Il Giorno della Memoria contro l’indifferenza dei nostri tempi
Il brusco aumento dei crimini dettati dall’odio razziale che si registra ormai da tempo, desta allarme sia in Europa che in America. La crisi che il mondo occidentale sta vivendo da molti anni con il dilagare dei disagi tra le popolazioni sta riproducendo, a distanza di cento anni, l’humus per il rigurgito di fenomeni di violenza sempre più preoccupante. La celebrazione del Giorno della Memoria, allora, se non vuole essere un esercizio di stile, sulla scorta della lezione di Auschwitz, trova il suo senso ulteriore solo se in grado finalmente di scuotere le coscienze, magari anche sulle tragedie di oggi.

Il dovere di ricordare perché quel che fu la Shoah e la persecuzione di altre minoranze non accada mai più. È questo, in definitiva, il senso della Giornata della Memoria istituita per onorare le vittime dei campi di sterminio nazisti. Si celebra il 27 gennaio, che segna la data – nel 1945 – della liberazione da parte delle truppe sovietiche del campo di concentramento di Auschwitz (odierna Oswiecim, in Polonia) e della scoperta dell’orrore della cosiddetta soluzione finale, escogitata da Hitler e dai suoi sodali per lo sterminio del popolo ebraico. Nei campi di concentramento, con buona pace di tutti i revisionismi, persero la vita, tra stenti e tormenti inenarrabili, circa sei milioni di persone, in gran parte ebrei ma anche zingari, omosessuali, testimoni di Geova, disabili, oppositori politici.
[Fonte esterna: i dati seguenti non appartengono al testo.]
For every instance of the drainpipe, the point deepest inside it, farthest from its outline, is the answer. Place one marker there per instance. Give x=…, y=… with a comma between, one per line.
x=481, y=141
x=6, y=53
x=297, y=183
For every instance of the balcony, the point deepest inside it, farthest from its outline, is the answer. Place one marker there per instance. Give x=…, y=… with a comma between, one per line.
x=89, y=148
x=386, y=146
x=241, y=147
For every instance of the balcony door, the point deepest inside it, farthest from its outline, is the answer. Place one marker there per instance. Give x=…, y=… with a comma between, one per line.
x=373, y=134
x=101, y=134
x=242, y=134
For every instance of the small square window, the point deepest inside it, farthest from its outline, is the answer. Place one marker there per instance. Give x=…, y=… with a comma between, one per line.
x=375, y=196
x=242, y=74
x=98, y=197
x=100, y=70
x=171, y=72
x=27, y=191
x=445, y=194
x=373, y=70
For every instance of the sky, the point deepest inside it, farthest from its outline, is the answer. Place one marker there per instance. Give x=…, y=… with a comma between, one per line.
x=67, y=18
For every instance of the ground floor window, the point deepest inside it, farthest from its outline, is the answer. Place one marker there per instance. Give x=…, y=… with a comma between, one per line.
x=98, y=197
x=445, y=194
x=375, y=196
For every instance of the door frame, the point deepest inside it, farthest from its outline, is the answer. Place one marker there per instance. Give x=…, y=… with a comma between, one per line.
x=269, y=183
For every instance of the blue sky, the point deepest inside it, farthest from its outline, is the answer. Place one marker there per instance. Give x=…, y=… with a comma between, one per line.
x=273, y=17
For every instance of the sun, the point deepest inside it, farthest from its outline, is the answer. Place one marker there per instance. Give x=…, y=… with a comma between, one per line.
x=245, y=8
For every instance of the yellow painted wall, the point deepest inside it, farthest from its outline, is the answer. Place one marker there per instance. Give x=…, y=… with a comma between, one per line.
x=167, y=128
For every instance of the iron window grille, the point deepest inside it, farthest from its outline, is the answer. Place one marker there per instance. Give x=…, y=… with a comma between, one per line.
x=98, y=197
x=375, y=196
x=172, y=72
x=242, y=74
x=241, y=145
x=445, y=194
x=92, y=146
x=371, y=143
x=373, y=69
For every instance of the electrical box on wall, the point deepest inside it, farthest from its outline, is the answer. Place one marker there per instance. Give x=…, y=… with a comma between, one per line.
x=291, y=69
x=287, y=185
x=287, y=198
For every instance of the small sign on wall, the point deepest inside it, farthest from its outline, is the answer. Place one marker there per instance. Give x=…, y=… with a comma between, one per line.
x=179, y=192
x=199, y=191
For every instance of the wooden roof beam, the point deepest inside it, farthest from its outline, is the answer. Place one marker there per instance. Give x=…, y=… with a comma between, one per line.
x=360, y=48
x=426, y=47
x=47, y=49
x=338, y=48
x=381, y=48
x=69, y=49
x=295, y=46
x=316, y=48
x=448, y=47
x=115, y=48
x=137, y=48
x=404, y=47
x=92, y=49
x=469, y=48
Si parlerà poi di Genocidio, Olocausto e infine di Shoah, secondo tempi e percezioni diversi, per descrivere ciò che non si può descrivere. Per costruire una memoria con cui condividere, sulla base dell’indicibile, il rifiuto del razzismo, dell’antisemitismo e rigettare l’eredità dell’ideologia fascista e di tutti i totalitarismi.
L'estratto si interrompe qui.